Norway’s history is shaped by the constant changes in the rulers, the harsh living conditions in the far north but also by the proud residents who love their country.
Learn more about the history of the Norwegians – from the Stone Age and its first settlement areas through the epochs of the seizure of power by other countries to modern times.

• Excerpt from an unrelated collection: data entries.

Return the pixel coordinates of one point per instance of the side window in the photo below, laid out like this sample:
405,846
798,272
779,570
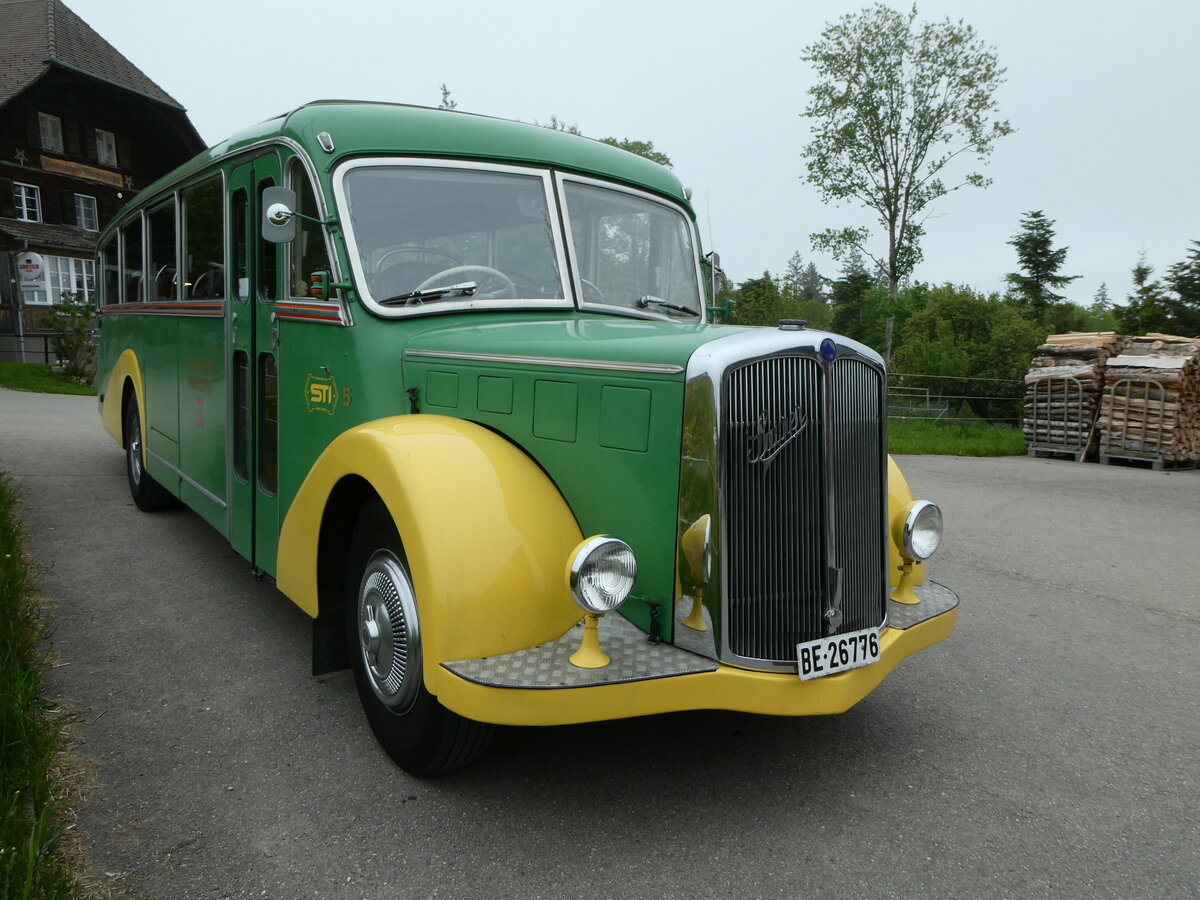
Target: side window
131,240
268,259
163,275
309,251
111,274
204,240
240,286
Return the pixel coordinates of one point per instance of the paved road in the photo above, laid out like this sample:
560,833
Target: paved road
1048,749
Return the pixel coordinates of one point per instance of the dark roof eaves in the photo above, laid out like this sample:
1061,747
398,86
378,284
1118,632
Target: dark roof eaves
172,103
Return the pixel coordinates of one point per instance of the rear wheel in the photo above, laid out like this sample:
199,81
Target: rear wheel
384,634
148,495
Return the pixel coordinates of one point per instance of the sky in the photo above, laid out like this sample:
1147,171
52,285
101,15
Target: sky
1102,94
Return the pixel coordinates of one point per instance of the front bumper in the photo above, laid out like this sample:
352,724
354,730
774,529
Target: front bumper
540,687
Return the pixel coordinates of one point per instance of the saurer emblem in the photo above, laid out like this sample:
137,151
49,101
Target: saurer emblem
773,433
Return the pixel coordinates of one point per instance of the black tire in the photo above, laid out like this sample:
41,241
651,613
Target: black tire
383,633
148,495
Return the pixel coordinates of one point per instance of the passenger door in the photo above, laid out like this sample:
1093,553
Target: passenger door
253,435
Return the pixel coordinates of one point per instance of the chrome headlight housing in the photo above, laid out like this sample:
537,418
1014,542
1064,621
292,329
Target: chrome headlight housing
601,574
922,531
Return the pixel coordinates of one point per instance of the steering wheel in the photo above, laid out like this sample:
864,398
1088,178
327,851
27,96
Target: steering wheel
433,251
493,285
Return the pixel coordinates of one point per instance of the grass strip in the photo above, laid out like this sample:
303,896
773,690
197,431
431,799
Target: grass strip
921,436
29,869
40,378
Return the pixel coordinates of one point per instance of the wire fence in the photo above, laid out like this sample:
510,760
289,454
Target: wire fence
955,400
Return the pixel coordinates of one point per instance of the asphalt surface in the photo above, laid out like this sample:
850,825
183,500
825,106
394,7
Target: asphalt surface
1049,748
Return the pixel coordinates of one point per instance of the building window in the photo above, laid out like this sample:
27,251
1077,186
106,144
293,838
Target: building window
29,202
85,213
106,148
52,132
65,275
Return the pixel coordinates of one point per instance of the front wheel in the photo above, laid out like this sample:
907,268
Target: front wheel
384,634
148,495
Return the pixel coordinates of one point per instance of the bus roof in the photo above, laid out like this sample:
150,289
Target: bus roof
367,129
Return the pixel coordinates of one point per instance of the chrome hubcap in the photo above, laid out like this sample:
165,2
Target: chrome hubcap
389,637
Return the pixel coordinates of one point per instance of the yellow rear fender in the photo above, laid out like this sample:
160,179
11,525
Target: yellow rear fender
485,532
899,497
112,414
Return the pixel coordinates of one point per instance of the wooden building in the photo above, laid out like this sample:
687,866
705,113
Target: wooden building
82,130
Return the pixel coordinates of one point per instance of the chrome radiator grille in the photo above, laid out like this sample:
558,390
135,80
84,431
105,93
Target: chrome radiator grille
804,502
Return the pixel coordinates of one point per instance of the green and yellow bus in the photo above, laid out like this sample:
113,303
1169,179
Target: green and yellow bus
451,383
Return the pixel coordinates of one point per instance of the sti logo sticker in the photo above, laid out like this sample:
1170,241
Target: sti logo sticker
321,394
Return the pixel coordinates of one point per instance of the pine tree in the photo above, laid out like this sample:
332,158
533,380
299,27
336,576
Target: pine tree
1041,264
811,283
1185,280
1145,309
793,276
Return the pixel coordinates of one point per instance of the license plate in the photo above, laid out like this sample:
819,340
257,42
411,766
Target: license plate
840,653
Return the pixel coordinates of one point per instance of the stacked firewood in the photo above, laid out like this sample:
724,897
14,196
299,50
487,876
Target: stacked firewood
1062,390
1151,406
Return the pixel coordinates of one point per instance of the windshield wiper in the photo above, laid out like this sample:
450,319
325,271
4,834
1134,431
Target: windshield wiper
648,300
467,288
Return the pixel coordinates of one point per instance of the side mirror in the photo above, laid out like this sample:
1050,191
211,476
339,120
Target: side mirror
279,215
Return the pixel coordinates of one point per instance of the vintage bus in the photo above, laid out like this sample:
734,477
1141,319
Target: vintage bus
453,383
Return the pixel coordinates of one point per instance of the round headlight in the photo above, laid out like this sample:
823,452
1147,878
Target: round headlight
922,529
601,574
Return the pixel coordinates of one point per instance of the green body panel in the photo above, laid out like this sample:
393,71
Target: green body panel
609,438
203,406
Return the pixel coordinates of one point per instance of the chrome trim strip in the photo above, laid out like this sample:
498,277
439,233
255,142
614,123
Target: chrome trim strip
516,359
197,309
192,481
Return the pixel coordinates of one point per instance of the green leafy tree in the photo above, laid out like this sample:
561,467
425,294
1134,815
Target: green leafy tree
642,148
969,348
895,102
1041,264
72,319
855,303
793,275
557,124
759,301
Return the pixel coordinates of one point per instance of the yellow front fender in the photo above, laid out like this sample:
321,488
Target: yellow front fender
111,413
485,531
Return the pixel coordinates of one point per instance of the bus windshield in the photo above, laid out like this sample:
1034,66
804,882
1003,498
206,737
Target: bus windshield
420,228
631,251
439,234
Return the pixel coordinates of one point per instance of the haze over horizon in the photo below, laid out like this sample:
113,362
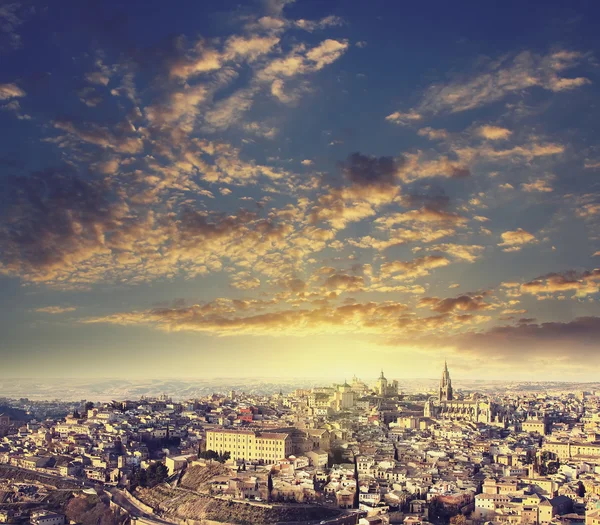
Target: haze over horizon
299,189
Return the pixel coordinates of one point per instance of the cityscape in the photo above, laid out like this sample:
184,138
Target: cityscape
299,262
354,452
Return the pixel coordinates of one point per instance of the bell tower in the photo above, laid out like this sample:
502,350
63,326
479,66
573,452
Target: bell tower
445,385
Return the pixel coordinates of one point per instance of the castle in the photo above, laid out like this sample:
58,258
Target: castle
475,410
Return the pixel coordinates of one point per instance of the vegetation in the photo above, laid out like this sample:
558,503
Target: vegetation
152,476
211,454
195,506
91,510
196,477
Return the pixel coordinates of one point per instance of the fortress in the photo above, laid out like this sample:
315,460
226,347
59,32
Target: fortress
475,410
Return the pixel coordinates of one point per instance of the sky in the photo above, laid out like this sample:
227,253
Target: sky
300,189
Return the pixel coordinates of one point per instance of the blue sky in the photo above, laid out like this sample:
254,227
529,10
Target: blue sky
299,188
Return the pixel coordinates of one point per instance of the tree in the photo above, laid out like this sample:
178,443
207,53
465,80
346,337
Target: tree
269,487
209,454
459,519
156,474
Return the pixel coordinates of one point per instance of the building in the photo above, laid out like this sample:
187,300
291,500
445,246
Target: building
46,518
445,393
384,389
477,410
249,445
535,426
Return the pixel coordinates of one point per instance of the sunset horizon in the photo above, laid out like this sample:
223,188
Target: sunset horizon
299,189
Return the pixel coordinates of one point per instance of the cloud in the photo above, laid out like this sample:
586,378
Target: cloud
55,309
363,170
123,142
512,241
540,344
8,91
583,284
433,134
462,303
403,119
224,317
497,79
327,52
494,133
539,185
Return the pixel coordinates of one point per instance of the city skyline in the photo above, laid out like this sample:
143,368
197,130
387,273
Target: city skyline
299,189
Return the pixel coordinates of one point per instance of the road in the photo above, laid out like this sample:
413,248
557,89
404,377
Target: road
136,511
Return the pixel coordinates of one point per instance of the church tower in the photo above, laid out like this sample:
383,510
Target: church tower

REVIEW – STONE AGE TO THE FIRST CENTURIES AD
Remains of Stone Age houses show that people lived in Norway more than 10,000 years ago, where they hunted seals and reindeer. Some of the settlements were on the fjords and bays of the North Sea at the northernmost tip of Europe. As the climate warmed and the glaciers receded, hunters migrated from the east into southern Norway and moved along the coast. Finally they gave up the nomadic life and began to cultivate the few fertile areas. Further north, where agriculture was impossible, the abundant fish stocks tempted people to settle down. Stone tools and weapons were soon replaced by better and more practical bronze implements, but the way of life changed little. The small communities were self-supporting, but if necessary defended
In the first centuries after Christianity – the Iron Age still ruled these northern climes – militant tribal leaders expanded their sphere of influence and turned the country into a patchwork of kingdoms. According to countryaah, Norway is a country located in northern Europe.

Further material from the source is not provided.